SpaceX and trailing competitors are trying to make it cheap enough to get stuff out of the gravity well (including people and our more advanced products) that more permanent installations other places can get started. Elon says Mars a lot, probably because it's popular with the public. It's still expensive to send things up a gravity well, even if it's less expensive. The moon is shallow by comparison, and the asteroid belt far away but barely a dip. It would be safest to send robots first, bootstrap an installation that can manufacture local propulsion of any sort, O2, water, maybe even refine useful building materials, metal, or other resources. Anything so less is sent up.
Hopefully among all those things would also be materials to make large mirrors (optical and other portions of the EM spectrum), in less gravity, where it's cheaper to move them to useful areas of space, or even just truck them to spots around the surface of the moon.
One word: mining. The moon has literal tons of helium-3 that, if brought back to Earth, would tank the market. yes it's a bit capital intensive too get started but the payoff is huge! Just need to borrow the particle physicists' budget for a second.

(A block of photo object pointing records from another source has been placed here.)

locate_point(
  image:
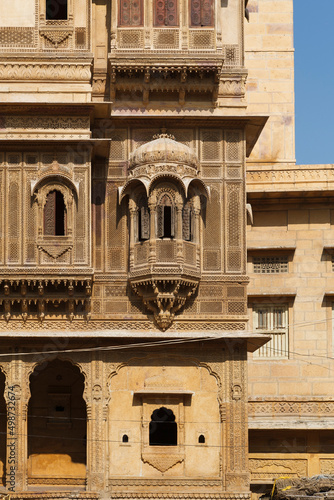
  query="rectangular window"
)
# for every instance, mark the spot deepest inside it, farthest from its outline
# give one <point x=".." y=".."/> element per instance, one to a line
<point x="56" y="10"/>
<point x="201" y="13"/>
<point x="131" y="13"/>
<point x="165" y="13"/>
<point x="272" y="320"/>
<point x="270" y="265"/>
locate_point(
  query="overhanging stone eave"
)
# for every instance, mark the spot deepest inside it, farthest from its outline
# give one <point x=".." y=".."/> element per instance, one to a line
<point x="253" y="341"/>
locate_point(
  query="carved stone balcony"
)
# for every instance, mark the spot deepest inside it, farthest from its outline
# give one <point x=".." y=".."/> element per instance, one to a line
<point x="165" y="190"/>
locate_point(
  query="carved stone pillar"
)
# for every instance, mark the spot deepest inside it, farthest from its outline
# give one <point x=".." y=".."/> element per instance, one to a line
<point x="17" y="396"/>
<point x="196" y="226"/>
<point x="152" y="204"/>
<point x="132" y="212"/>
<point x="179" y="239"/>
<point x="237" y="475"/>
<point x="96" y="427"/>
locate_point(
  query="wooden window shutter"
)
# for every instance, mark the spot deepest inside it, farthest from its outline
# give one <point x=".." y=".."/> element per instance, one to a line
<point x="160" y="221"/>
<point x="130" y="12"/>
<point x="145" y="223"/>
<point x="201" y="13"/>
<point x="50" y="214"/>
<point x="165" y="13"/>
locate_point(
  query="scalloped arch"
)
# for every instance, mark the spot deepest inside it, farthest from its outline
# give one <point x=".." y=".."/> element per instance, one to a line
<point x="59" y="178"/>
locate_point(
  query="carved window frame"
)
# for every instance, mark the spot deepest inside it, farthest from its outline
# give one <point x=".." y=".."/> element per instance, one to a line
<point x="175" y="401"/>
<point x="188" y="232"/>
<point x="161" y="214"/>
<point x="56" y="210"/>
<point x="142" y="218"/>
<point x="174" y="14"/>
<point x="41" y="198"/>
<point x="201" y="8"/>
<point x="272" y="320"/>
<point x="130" y="24"/>
<point x="56" y="22"/>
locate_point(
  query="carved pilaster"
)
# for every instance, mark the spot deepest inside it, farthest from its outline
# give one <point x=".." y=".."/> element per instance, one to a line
<point x="96" y="428"/>
<point x="17" y="397"/>
<point x="152" y="204"/>
<point x="132" y="211"/>
<point x="237" y="476"/>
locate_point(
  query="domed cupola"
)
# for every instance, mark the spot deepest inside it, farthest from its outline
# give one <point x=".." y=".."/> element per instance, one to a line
<point x="164" y="149"/>
<point x="165" y="194"/>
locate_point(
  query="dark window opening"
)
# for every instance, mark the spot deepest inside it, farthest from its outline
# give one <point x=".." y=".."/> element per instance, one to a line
<point x="165" y="13"/>
<point x="54" y="214"/>
<point x="165" y="218"/>
<point x="56" y="9"/>
<point x="163" y="428"/>
<point x="143" y="216"/>
<point x="187" y="223"/>
<point x="130" y="13"/>
<point x="202" y="13"/>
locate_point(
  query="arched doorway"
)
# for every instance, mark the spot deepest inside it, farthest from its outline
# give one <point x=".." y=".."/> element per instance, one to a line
<point x="57" y="421"/>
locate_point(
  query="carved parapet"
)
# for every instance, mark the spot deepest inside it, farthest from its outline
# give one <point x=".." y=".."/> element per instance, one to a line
<point x="162" y="462"/>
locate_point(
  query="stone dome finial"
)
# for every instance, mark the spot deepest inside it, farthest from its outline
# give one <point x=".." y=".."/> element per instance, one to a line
<point x="163" y="135"/>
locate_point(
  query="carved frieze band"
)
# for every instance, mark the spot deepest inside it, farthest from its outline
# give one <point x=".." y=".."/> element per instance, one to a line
<point x="189" y="496"/>
<point x="290" y="175"/>
<point x="272" y="468"/>
<point x="116" y="325"/>
<point x="318" y="408"/>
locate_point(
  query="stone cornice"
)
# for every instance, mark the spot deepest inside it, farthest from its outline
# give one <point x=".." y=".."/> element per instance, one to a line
<point x="290" y="178"/>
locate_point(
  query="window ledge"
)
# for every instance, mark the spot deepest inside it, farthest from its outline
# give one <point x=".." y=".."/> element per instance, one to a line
<point x="145" y="392"/>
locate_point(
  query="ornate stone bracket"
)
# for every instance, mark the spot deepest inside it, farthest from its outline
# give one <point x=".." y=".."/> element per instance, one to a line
<point x="162" y="462"/>
<point x="164" y="297"/>
<point x="56" y="37"/>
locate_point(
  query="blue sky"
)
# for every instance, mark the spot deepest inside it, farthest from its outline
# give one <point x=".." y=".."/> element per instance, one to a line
<point x="314" y="80"/>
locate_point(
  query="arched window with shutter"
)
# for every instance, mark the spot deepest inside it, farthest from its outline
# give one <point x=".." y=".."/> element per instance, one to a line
<point x="201" y="13"/>
<point x="130" y="13"/>
<point x="55" y="214"/>
<point x="143" y="220"/>
<point x="165" y="217"/>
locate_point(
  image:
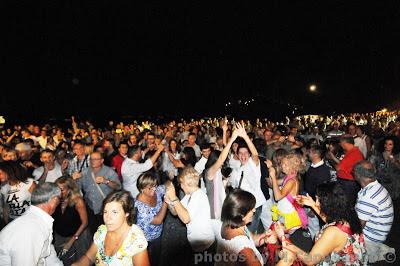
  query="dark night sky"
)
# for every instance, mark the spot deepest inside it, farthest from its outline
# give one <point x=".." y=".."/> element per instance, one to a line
<point x="59" y="55"/>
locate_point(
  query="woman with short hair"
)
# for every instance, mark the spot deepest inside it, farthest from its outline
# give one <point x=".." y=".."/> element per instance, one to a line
<point x="71" y="239"/>
<point x="16" y="191"/>
<point x="151" y="211"/>
<point x="119" y="241"/>
<point x="236" y="243"/>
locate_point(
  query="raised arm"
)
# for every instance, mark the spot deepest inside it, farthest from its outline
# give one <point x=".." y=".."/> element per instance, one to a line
<point x="222" y="157"/>
<point x="242" y="133"/>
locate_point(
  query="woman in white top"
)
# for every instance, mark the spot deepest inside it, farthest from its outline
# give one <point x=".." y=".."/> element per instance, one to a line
<point x="16" y="191"/>
<point x="236" y="244"/>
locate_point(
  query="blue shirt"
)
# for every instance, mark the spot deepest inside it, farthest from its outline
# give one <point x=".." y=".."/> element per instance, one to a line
<point x="146" y="214"/>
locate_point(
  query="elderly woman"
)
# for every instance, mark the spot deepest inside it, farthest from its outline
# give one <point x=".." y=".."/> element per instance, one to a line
<point x="71" y="240"/>
<point x="119" y="241"/>
<point x="151" y="211"/>
<point x="340" y="241"/>
<point x="16" y="190"/>
<point x="236" y="244"/>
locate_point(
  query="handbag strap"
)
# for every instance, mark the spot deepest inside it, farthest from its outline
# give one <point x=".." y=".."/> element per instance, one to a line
<point x="97" y="185"/>
<point x="241" y="179"/>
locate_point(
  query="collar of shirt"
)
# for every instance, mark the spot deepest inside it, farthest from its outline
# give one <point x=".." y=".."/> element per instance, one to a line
<point x="317" y="164"/>
<point x="370" y="185"/>
<point x="48" y="220"/>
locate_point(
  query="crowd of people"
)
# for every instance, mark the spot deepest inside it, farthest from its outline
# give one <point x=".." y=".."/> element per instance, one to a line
<point x="315" y="190"/>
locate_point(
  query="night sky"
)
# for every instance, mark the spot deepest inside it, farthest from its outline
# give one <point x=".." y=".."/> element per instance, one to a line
<point x="108" y="58"/>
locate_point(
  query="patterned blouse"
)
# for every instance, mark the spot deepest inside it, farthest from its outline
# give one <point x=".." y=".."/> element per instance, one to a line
<point x="133" y="244"/>
<point x="145" y="214"/>
<point x="353" y="253"/>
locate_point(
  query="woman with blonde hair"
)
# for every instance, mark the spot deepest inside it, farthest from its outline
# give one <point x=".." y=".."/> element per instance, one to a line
<point x="70" y="222"/>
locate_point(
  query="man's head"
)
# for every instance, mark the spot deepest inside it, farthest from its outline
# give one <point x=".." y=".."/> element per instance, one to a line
<point x="47" y="157"/>
<point x="347" y="142"/>
<point x="352" y="129"/>
<point x="46" y="196"/>
<point x="189" y="180"/>
<point x="123" y="148"/>
<point x="268" y="134"/>
<point x="243" y="153"/>
<point x="24" y="150"/>
<point x="96" y="159"/>
<point x="364" y="172"/>
<point x="205" y="149"/>
<point x="316" y="153"/>
<point x="135" y="153"/>
<point x="192" y="139"/>
<point x="79" y="149"/>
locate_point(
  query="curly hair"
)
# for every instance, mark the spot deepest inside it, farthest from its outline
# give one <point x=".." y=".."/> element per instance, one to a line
<point x="236" y="206"/>
<point x="396" y="144"/>
<point x="127" y="203"/>
<point x="14" y="171"/>
<point x="336" y="207"/>
<point x="296" y="163"/>
<point x="74" y="191"/>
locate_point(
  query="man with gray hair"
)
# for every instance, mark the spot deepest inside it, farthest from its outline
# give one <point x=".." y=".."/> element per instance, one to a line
<point x="27" y="240"/>
<point x="374" y="208"/>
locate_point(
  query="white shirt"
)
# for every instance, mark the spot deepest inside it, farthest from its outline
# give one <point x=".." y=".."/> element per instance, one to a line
<point x="200" y="165"/>
<point x="199" y="230"/>
<point x="130" y="171"/>
<point x="362" y="145"/>
<point x="27" y="240"/>
<point x="251" y="180"/>
<point x="230" y="249"/>
<point x="374" y="205"/>
<point x="42" y="142"/>
<point x="52" y="175"/>
<point x="17" y="197"/>
<point x="320" y="163"/>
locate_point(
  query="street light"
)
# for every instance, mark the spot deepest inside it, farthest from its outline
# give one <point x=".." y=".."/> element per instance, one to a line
<point x="313" y="88"/>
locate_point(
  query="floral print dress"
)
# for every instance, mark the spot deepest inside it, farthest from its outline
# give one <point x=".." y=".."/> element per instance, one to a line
<point x="353" y="253"/>
<point x="134" y="243"/>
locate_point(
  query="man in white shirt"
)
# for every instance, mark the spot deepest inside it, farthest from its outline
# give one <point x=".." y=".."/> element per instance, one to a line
<point x="248" y="175"/>
<point x="132" y="168"/>
<point x="201" y="164"/>
<point x="27" y="240"/>
<point x="205" y="152"/>
<point x="50" y="170"/>
<point x="193" y="210"/>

"Just need to borrow the particle physicist's budget for a second."
I don't think thats enough and I also don't think the market for Helium-3 is that lucrative, since comercial fusion is for some reasons still not in sight.
Apollo took 9 years and about $25 billion to get there, so we can treat that as an upper limit. However, the Capstop cubesat just reached the moon[0] for $30 million[1] so the roughly $5 Billion for the LHC should be enough to get us to the moon these days. And there's plenty of aluminum and titanium to bring back until commercial fusion arrives.